Вместе с Диком при лошадях остался молодой адуан, Марьян. Обед они оба прикончили быстро, так что вскоре завязался лёгкий разговор, переросший в азартное противостояние. Житель гор и житель степей увлечённо пытались доказать друг другу, какой вид передвижения самый лучший: козлы, кони или пешком. Марьян был за первый, Дик с его «надорской экономией» за последний, спор к итогу прийти не мог. В итоге плюнув на козлов, баранов и прочих рогатых, перешли на родные земли и её несомненные достоинства. Вдоволь позанимавшись словоблудием, Дик и Марьян решили подремать столько, сколько получится, пока высшее начальство в чьём-нибудь лице не соизволит вспомнить об их существовании и приказать что-нибудь.
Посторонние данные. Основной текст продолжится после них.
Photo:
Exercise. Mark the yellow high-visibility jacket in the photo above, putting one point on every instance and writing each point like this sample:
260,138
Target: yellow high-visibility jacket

Проснулся Дикон уже в сумерках, когда распахнулась дверь хаблы. Глаза у бакранских старейшин горели не хуже, чем у их козлов. Бакна ухватил за плечо подвернувшегося под руку парня и проревел какой-то приказ, парень нелепо тряхнул головой, словно боднулся, и опрометью бросился прочь.
Дикон легонько ткнул Марьяна в бок.
— Так шо смолвич stareyshina? — Дикон тряхнул головой, прогоняя дрёму. Даже надорский акцент прорезался, надо же. Хорошо спал, видимо.
— Сбрендил, — сплюнул адуан, — не иначе. Кричит, чтоб ему за ночь споймали лису, вернее, лиса. Иначе, говорит, к козлиной матери всех потопчет.
Дикон фыркнул, живо припомнив слухи про сумасшествие Ворона.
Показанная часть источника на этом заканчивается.